Ian FREISLICH wrote:
> "Mark Smith" wrote:
>
>>>-----Original Message-----
>>>From: exim-users-bounces@???
>>>[mailto:exim-users-bounces@exim.org] On Behalf Of Ian FREISLICH
>>>Sent: 28 October 2005 09:10
>>>To: exim-users@???
>>>Subject: Re: [exim] Spam block idea:
>>>
>>>
>>>Drop in the rcpt ACL would just 5xx that recipient, but
>>>not the entire mail and the sending MTA (if it's an MTA) will
>>>retry later with the good recipients.
>>>
>>
>>That isn't the case.

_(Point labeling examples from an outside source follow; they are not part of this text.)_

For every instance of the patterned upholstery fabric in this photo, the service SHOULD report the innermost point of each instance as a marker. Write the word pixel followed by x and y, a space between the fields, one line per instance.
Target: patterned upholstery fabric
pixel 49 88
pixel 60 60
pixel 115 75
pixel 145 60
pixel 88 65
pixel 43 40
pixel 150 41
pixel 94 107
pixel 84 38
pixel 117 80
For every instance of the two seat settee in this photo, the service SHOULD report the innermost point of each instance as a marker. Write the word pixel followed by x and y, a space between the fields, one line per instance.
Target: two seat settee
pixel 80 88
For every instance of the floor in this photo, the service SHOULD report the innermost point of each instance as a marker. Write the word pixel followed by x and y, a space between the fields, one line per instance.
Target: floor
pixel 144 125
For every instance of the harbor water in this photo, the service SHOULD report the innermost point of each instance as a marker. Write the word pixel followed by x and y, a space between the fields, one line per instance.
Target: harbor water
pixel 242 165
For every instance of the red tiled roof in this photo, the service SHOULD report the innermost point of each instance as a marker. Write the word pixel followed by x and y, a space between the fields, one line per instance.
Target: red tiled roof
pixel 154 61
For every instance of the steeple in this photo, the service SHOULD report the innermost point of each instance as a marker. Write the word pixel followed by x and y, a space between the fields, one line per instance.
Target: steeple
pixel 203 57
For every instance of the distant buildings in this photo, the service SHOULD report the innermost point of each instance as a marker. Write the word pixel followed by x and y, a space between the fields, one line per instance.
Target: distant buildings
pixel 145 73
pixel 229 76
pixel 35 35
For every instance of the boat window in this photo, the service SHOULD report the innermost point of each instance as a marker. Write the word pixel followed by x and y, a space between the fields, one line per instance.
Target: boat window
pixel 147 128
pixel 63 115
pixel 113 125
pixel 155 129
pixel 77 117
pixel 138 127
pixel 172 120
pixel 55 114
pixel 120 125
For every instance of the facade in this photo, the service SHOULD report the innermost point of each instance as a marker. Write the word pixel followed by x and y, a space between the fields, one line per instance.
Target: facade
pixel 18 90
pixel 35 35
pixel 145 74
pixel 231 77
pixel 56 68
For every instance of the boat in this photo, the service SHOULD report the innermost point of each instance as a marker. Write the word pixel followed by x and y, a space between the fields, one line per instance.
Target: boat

Drop immediately terminates the entire transaction,
>>before the data ACL is even reached.
>
>
> So lets examine the case:
>
> recepients 'a', 'b', 'c' and "fake" 'd'.
>
> HELO ...
> 220
> MAIL FROM:...
> 250
> RCPT TO:<a>
> 250
> RCPT TO:<d>
> 550
> Connection closed by foreign host.
>
> Does the remote side give up on recipients 'b' and 'c' or does it establish
> a new connection some time later and try them as well as 'a'?
>
> RFC2821 (3.9) implies that it will retry:
> SMTP clients that experience a connection close, reset, or
> other communications failure due to circumstances not under
> their control (in violation of the intent of this specification
> but sometimes unavoidable) SHOULD, to maintain the robustness
> of the mail system, treat the mail transaction as if a 451
> response had been received and act accordingly.
>
> Hence "remember that a fake address was a recipient and use deny
> or drop in your pre-data ACL". That way you kill the whole mail,
> not just one recipient.
>
> Ian
>
> --
> Ian Freislich
>
Interesting thread. Might I ask, what is the likely effect (if any)
when one's Exim is configured to neither advertise nor accept 'pipelining'?